It is so easy to ask AI to do everything for you at the moment, from writing articles (this is definitely not AI – my very sore left wrist can attest to this!) through to producing summaries of meetings, providing information and creating new documents and emails. All good and really helpful, and I am sure most organisations and individuals are now using AI on a very regular basis to improve their productivity and work levels. However, what about transcription?
We are finding time and again, that when business clients send over AI-produced transcriptions (academic clients rarely use it due to the lack of data security and institution prohibitions), the AI transcription doesn’t just contain errors, which are understandable, it also contains hallucinations and thoughts from the imagination of the AI model being used.
AI Hallucinations
There was a study completed some time ago into the ChatGPT model, which showed a propensity of their audio to text model, Whisper, to make up text when transcribing audio. This content was not just possible errors, but also quite disturbing content bearing no similarities to the actual recording. Full details of this study can be found here in our earlier article:
It is almost as if the AI model is programmed to please human users, and it assumes that human users want it to help by interpreting the audio and then creating something more interesting than the content transcribed. Fine if you are writing a story or a screenplay I guess, but definitely not for accurate transcription of an audio recording!

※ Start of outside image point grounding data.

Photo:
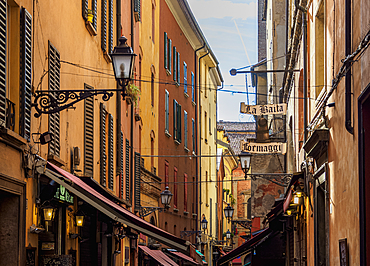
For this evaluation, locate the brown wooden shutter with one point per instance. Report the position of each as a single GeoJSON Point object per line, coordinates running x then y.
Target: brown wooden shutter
{"type": "Point", "coordinates": [127, 156]}
{"type": "Point", "coordinates": [3, 53]}
{"type": "Point", "coordinates": [25, 75]}
{"type": "Point", "coordinates": [137, 181]}
{"type": "Point", "coordinates": [110, 152]}
{"type": "Point", "coordinates": [104, 25]}
{"type": "Point", "coordinates": [54, 85]}
{"type": "Point", "coordinates": [103, 156]}
{"type": "Point", "coordinates": [89, 135]}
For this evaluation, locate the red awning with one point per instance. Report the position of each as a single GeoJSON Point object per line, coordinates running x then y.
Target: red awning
{"type": "Point", "coordinates": [244, 248]}
{"type": "Point", "coordinates": [109, 208]}
{"type": "Point", "coordinates": [184, 257]}
{"type": "Point", "coordinates": [159, 256]}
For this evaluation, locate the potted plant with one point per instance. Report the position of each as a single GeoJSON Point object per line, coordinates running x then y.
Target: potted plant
{"type": "Point", "coordinates": [90, 15]}
{"type": "Point", "coordinates": [133, 92]}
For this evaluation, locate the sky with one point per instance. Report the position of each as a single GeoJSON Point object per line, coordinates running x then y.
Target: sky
{"type": "Point", "coordinates": [230, 27]}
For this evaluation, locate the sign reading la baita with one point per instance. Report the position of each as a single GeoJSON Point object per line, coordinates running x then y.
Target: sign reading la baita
{"type": "Point", "coordinates": [263, 148]}
{"type": "Point", "coordinates": [269, 109]}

So at present there is very much a need for human transcription. Although AI transcription has its place for dictation and creating rough transcripts for 1 or 2 speakers, it really struggles with multi-speakers, accents, local language use, detecting hard to hear voices, background noise, remembering not to make up sections of text and formatting. In fact it struggles to cope with over 95% of our work, which tends to be one or more of the above. Also humans obviously don’t have to remember not to make up sections of text – although we want to please our clients, we don’t tend to hallucinate in the same way AI does!
We very much doubt that AI in its current form is going to be able to compete with humans for academic, research and sensitive transcription of audio & video recordings. Whether or not anyone can train an AI model to accurately transcribe accents, hard to hear recordings and multi-speakers remains to be seen.